A Randomized, Crossover, Pharmacokinetic and Adhesion Performance Study of a Lidocaine Topical System 1.8% During Physical Activity and Heat Treatment in Healthy Subjects

Abstract

Purpose: This study compares the pharmacokinetic (PK) profile, adhesion, and safety of lidocaine topical system 1.8%, a novel lidocaine topical system approved to treat postherpetic neuralgia, under conditions of heat and exercise vs normal conditions.

Materials and methods: This open-label, 3-period, 3-treatment crossover study randomized 12 healthy adults to receive three lidocaine topical systems 1.8% during each of three treatment periods, with 7-day washouts between treatments. The product was applied to the mid-lower back and was removed after 12 hours. During Treatment A, subjects exercised on a bicycle for 30 minutes at 0, 2.5, 5.5, and 8.5 hours. During Treatment B, heat (temperature set at 36.7-40.3°C) was applied at 0 and 8.5 hours. Treatment C was normal conditions. The PK profile of each subject under exercise and heat conditions was compared to normal conditions. Skin irritation, adhesion, and adverse events were assessed.

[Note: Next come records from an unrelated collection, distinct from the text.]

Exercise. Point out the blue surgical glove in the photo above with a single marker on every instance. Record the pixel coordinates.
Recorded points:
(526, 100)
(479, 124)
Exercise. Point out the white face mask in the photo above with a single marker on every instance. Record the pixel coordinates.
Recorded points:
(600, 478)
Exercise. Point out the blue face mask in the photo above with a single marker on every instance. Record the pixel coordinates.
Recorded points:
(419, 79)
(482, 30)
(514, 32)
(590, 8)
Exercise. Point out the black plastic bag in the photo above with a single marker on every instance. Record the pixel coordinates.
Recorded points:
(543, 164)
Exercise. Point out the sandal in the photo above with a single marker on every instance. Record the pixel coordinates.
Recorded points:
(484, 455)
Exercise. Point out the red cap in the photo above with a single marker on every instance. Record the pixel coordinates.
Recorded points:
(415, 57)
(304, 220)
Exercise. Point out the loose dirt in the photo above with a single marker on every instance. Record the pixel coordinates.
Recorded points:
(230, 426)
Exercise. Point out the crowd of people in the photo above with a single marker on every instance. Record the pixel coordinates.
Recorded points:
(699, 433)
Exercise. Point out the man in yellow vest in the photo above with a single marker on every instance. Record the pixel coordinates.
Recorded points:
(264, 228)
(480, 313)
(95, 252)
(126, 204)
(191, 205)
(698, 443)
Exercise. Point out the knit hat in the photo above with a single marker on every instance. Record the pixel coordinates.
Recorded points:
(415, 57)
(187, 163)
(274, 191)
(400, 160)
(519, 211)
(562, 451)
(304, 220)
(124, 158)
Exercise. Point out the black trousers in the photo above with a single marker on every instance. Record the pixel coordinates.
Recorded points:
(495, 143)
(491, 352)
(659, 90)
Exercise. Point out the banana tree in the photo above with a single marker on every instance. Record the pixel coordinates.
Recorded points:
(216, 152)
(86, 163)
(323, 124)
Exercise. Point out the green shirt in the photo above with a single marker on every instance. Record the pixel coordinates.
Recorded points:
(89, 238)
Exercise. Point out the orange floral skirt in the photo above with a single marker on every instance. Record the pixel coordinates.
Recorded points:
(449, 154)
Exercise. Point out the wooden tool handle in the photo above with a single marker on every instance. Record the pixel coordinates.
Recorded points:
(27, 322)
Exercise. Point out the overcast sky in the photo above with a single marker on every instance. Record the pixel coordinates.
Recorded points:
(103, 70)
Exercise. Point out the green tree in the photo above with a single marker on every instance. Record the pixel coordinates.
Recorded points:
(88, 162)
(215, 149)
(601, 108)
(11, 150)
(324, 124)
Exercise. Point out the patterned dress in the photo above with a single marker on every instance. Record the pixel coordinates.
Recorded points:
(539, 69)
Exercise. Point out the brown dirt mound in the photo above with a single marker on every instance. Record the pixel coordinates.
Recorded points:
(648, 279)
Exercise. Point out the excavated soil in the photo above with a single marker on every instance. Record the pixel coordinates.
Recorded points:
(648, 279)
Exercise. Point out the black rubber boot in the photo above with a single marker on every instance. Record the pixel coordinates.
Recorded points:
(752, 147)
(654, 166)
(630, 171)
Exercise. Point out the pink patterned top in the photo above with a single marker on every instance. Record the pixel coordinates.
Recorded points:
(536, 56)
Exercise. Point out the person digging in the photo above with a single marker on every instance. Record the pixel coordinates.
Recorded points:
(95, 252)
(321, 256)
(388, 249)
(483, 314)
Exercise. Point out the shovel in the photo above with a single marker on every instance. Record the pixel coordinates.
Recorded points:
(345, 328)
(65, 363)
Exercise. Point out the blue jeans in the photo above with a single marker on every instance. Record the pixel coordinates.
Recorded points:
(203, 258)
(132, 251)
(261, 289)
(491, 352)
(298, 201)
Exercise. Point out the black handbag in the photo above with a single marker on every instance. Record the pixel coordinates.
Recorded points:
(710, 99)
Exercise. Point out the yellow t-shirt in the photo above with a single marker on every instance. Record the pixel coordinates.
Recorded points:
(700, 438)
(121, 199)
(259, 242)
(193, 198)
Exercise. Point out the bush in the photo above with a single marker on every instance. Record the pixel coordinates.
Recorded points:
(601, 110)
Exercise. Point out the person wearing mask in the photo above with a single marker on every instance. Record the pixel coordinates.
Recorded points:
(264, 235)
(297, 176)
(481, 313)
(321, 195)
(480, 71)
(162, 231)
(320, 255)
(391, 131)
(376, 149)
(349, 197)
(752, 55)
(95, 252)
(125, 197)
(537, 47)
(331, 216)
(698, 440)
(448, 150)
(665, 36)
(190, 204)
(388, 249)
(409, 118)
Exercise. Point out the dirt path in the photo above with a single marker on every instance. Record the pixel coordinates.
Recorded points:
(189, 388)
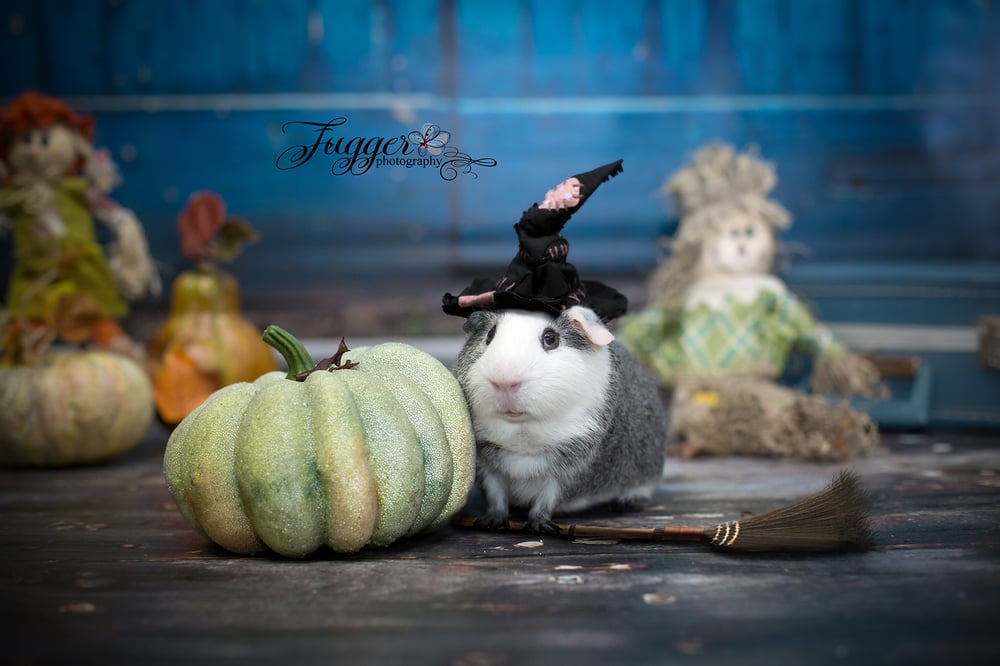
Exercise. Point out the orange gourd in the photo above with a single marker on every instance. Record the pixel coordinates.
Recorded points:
(206, 343)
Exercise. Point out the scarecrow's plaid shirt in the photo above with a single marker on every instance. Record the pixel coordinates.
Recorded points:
(754, 337)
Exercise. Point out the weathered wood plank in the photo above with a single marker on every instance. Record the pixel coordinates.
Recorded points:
(97, 561)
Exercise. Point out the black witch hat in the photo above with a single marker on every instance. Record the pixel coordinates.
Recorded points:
(539, 277)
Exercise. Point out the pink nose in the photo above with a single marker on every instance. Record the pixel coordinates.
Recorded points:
(506, 386)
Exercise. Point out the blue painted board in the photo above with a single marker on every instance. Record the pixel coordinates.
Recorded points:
(882, 117)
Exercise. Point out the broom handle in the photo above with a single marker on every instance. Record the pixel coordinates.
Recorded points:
(629, 533)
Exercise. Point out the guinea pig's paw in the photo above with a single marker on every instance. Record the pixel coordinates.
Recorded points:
(493, 520)
(542, 525)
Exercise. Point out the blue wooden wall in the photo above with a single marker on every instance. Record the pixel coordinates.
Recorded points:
(883, 117)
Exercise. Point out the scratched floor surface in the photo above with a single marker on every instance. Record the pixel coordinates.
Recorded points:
(99, 567)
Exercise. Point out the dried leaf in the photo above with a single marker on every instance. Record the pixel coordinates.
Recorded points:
(202, 217)
(230, 239)
(659, 599)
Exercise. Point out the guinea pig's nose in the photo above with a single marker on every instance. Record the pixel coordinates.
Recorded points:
(505, 385)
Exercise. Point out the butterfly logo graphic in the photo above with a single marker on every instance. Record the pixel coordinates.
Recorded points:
(430, 139)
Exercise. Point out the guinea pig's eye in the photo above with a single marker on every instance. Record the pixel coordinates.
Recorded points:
(550, 339)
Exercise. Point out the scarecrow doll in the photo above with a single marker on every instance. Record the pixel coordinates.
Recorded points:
(54, 187)
(720, 327)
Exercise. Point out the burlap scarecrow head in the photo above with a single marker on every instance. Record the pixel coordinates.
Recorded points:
(539, 278)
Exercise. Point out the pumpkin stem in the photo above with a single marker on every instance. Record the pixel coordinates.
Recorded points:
(335, 362)
(294, 353)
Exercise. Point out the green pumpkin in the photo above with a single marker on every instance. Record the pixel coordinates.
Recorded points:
(364, 454)
(72, 408)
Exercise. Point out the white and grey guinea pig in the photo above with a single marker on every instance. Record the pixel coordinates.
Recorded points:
(564, 417)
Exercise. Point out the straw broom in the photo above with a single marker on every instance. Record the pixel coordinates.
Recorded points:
(834, 519)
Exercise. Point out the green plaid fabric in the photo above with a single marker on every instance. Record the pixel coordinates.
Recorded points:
(740, 337)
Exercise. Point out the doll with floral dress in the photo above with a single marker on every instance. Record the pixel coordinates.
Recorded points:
(54, 187)
(719, 327)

Results: Twelve subjects completed the study. Exposure to external heat resulted in increased peak plasma concentration of lidocaine with a mean Cmax of 160.3±100.1 ng/mL vs 97.6±36.9 ng/mL under normal conditions, with no effect on the extent of exposure (AUC). Concentrations returned to normal within 4 hours after the heat was removed. No clinically relevant differences in absorption were observed under exercise conditions with a mean Cmax of 90.5±25.4 ng/mL and no effect on the extent (AUC) of lidocaine exposure was observed relative to normal conditions. No systems detached during the study. Adverse events were mild, with none leading to discontinuation.

Conclusion: Transient heat exposure resulted in increased lidocaine plasma concentrations compared to normal conditions, whereas exercise had no effect. The effects of heat appear to be immediate, reversible, and below systemic therapeutic threshold in antiarrhythmic treatment (1000-1500 ng/mL), and well below the safe systemic threshold of 5000 ng/mL. Lidocaine topical system 1.8% remained adhered to the skin and was well tolerated under all conditions. ClinicalTrials.gov: NCT04150536.

Keywords: dermal; herpes zoster; neuropathic pain; shingles.

Conflict of interest statement

Dr Jeffrey Fudin is a speaker for Abbott Laboratories, AstraZeneca, and Acutis Diagnostics, Inc; part of the advisory board, speakers bureau, and consulting for AcelRx Pharmaceuticals, BioDelivery Sciences International, GlaxoSmithKline (GSK), Salix Pharmaceuticals, and Daiichi-Sankyo Incorporated; received non-financial support by collaborating publications for Scilex Pharmaceuticals; consultant for Firstox; advisory board for Human Half-Cell, Inc and Quest Diagnostics, outside the submitted work. Drs. Greuber, Vought, and Patel are full-time employees of Scilex Pharmaceuticals Inc. Dr Vought has a patent 62/762,753 pending to Scilex Pharmaceuticals Inc and was responsible for the design and conduct of the study. Dr. Nalamachu has been a consultant/speaker and has received an honorarium from BDSI, DSI, Endo, Insys, Scilex Pharmaceuticals Inc., Purdue, Pfizer Inc., Eli Lilly and Company, Collegium Pharmaceutical, Pernix Therapeutics, Daiichi-Sankyo, and AstraZeneca. Dr Erica Wegrzyn reports personal fees from Remitigate LLC and Tower Health Pain & Addiction Symposium; is an Associate Editor in Chief for Journal of Pain Research, outside the submitted work. The authors report no other conflicts of interest in this work.

© 2020 Fudin et al.

Figures

Figure 1

Mean plasma lidocaine concentration after application of three lidocaine topical systems (1.8%; 108 mg) vs time with physical exercise, heat exposure, and under normal conditions. Treatment A: with physical exercise; Treatment B: with heating; Treatment C: under normal conditions.